Implement Predator-Prey Flock Environment #259

zombie-einstein · 2024-11-04T10:41:24Z

Add a predator-prey flock environment where two sets of agents attempt to catch/evade each other.

Changes

Adds the Esquilax library as a dependency
Adds the swarm environment group/type (was not sure the new environment fit into an existing group, but happy to move if you think it would better fit somewhere else)
Implement some common swarm/flock functionality (can be used if more environments of this type are added)
Implement the predator-prey environment and docs

Todo

Need to add images and animations, was waiting to finalise code before adding.

Questions

I only forwarded the Environment import to jumanji.environments do types also need forwarding somewhere?
I didn't add an animate method to the environment, but saw that some other do? Easy enough to add.
Do you want defaults for all the environment parameters? Not sure there are really "natural" choices, but could add sensible defaults to avoid some typing.
Are the API docs auto-generated somehow, or do I need to add a link manually?

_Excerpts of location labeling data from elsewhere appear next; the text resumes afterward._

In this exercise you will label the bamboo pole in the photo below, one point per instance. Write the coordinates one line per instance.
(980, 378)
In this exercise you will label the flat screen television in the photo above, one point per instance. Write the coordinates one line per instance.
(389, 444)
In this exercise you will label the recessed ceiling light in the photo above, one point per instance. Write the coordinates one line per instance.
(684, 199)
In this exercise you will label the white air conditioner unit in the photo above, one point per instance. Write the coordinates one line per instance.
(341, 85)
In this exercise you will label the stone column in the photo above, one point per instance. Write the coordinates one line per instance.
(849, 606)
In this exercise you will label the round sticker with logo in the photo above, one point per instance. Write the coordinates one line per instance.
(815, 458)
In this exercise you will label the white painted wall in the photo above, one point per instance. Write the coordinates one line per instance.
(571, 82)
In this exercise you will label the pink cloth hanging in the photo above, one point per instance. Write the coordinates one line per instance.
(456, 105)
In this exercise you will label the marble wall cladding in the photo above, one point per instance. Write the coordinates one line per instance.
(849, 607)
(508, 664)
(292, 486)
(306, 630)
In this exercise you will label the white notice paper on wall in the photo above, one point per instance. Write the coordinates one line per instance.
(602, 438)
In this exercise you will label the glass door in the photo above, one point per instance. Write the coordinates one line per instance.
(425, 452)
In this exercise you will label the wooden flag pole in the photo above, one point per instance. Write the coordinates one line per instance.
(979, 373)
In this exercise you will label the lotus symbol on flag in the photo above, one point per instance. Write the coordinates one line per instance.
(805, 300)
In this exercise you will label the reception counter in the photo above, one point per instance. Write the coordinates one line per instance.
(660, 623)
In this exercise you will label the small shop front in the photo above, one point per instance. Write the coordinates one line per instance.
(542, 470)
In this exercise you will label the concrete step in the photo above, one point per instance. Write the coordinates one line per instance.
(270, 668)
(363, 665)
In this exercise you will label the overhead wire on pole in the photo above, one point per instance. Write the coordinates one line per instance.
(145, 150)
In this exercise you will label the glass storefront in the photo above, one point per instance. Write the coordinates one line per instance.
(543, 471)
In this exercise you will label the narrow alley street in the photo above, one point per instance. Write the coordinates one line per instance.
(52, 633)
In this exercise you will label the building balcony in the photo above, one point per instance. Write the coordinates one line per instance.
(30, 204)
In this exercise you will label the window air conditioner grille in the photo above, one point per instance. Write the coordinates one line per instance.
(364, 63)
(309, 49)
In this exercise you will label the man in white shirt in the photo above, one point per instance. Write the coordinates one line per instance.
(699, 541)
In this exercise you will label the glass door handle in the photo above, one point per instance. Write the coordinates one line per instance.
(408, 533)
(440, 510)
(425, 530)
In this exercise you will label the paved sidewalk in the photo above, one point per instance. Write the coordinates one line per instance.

* Initial prototype * feat: Add environment tests * fix: Update esquilax version to fix type issues * docs: Add docstrings * docs: Add docstrings * test: Test multiple reward types * test: Add smoke tests and add max-steps check * feat: Implement pred-prey environment viewer * refactor: Pull out common viewer functionality * test: Add reward and view tests * test: Add rendering tests and add test docstrings * docs: Add predator-prey environment documentation page * docs: Cleanup docstrings * docs: Cleanup docstrings

CLAassistant · 2024-11-04T10:41:31Z

All committers have signed the CLA.

zombie-einstein · 2024-11-04T10:43:04Z

Here you go @sash-a this is correct now. Will grab a look at the contributor license and Ci failure now.

zombie-einstein · 2024-11-04T10:50:40Z

I think CI issue is I've Esquilax set to Python >=3.10, seems you've a PR open to upgrade Python version, is it worth holding on for that?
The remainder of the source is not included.